Understanding Jesus’s sacrifices for us is paramount to our salvation and righteousness, but we must remember what is asked of us in His name, to forgive others. To share the blessing of forgiveness with each other. Now that Easter has passed and we have the glorious day of His resurrection fresh in our minds, we must not forget why He died for us. To forgive us of our sins, so that we can have a relationship with our Father God. We must move forward with His mission of forgiveness and reconciliation within ourselves, within our families, within our network of friends, and within our communities.
Begin the process of forgiving by just telling the Lord you forgive. It may seem too hard to forgive someone, but let the Lord begin the process. If you can, reach out and let someone know that they are forgiven and loved.

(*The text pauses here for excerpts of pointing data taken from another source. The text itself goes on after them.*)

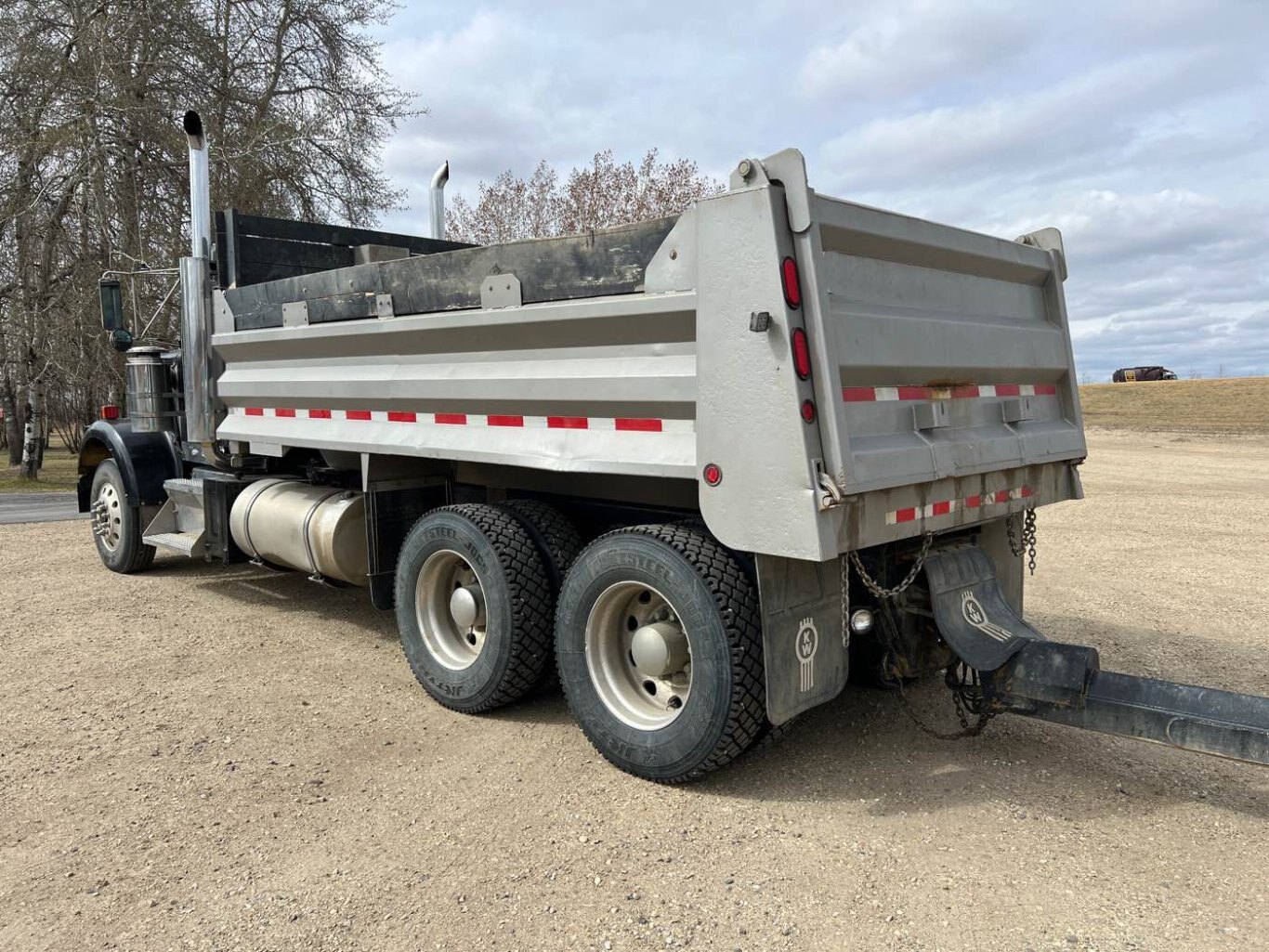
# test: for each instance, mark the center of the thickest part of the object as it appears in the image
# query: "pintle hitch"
(1022, 673)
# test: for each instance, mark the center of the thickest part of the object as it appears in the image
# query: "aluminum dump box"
(939, 392)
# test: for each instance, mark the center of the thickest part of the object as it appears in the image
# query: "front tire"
(115, 525)
(661, 651)
(474, 606)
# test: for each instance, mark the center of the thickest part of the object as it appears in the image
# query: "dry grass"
(59, 475)
(1236, 405)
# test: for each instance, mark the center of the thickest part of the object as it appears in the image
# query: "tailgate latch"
(831, 492)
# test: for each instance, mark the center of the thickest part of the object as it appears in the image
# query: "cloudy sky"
(1141, 130)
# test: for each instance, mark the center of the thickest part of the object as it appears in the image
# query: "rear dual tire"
(115, 525)
(714, 707)
(475, 599)
(656, 632)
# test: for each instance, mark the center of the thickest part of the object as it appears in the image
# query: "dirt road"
(198, 759)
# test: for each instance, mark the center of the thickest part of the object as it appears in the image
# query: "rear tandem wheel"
(474, 606)
(661, 650)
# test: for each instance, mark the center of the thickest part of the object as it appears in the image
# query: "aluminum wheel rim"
(451, 641)
(640, 698)
(108, 516)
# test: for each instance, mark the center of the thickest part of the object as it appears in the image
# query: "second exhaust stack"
(438, 201)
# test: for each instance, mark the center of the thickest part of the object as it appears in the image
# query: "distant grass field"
(1235, 405)
(59, 475)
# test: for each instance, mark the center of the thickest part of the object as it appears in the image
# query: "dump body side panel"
(595, 385)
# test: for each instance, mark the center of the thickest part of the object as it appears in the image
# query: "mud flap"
(805, 650)
(971, 611)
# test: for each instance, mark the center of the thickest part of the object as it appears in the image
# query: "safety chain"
(966, 697)
(845, 602)
(883, 594)
(1028, 541)
(962, 679)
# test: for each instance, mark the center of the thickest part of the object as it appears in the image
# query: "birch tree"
(603, 194)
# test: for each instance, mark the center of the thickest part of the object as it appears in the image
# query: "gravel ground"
(229, 759)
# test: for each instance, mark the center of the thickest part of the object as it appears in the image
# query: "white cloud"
(907, 47)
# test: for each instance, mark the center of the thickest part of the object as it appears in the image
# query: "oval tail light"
(791, 283)
(801, 354)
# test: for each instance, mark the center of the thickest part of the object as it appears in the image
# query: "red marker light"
(792, 286)
(801, 354)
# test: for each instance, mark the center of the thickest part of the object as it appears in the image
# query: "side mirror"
(111, 305)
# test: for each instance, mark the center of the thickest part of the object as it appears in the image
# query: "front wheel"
(115, 525)
(661, 651)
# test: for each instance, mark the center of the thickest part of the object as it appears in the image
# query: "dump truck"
(693, 468)
(1133, 374)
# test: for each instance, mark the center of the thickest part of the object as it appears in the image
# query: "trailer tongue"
(1023, 673)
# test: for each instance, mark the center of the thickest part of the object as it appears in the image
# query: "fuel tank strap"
(970, 609)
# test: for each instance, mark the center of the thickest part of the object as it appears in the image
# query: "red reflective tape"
(638, 424)
(914, 392)
(568, 423)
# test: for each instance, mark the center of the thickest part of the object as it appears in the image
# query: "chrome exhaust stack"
(438, 201)
(200, 188)
(196, 300)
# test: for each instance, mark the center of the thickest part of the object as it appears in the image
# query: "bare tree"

I know how hard it is to forgive. I know that some wounds take years to heal. The Lord will be with you as you walk each day in healing and forgiveness. It took me nearly thirty years to find the joy in forgiveness, but I got there. Day by day, I worked on my healing. Day by day, my grace and compassion grew, until one day the pain was replaced by joy. Now, don’t get me wrong, I did not forget the hurt, and I did set boundaries. However, as I began to forgive others, I became stronger in who God made me to be.
Scripture declares, that God has made us all in His image. In Jesus we see sacrifice, grace, compassion, kindness, understanding, nurturing, encouragement, forgiveness, and love, which means all of those beautiful qualities live in us too. So, as you continue your life after Easter, remember who God made you to be. His.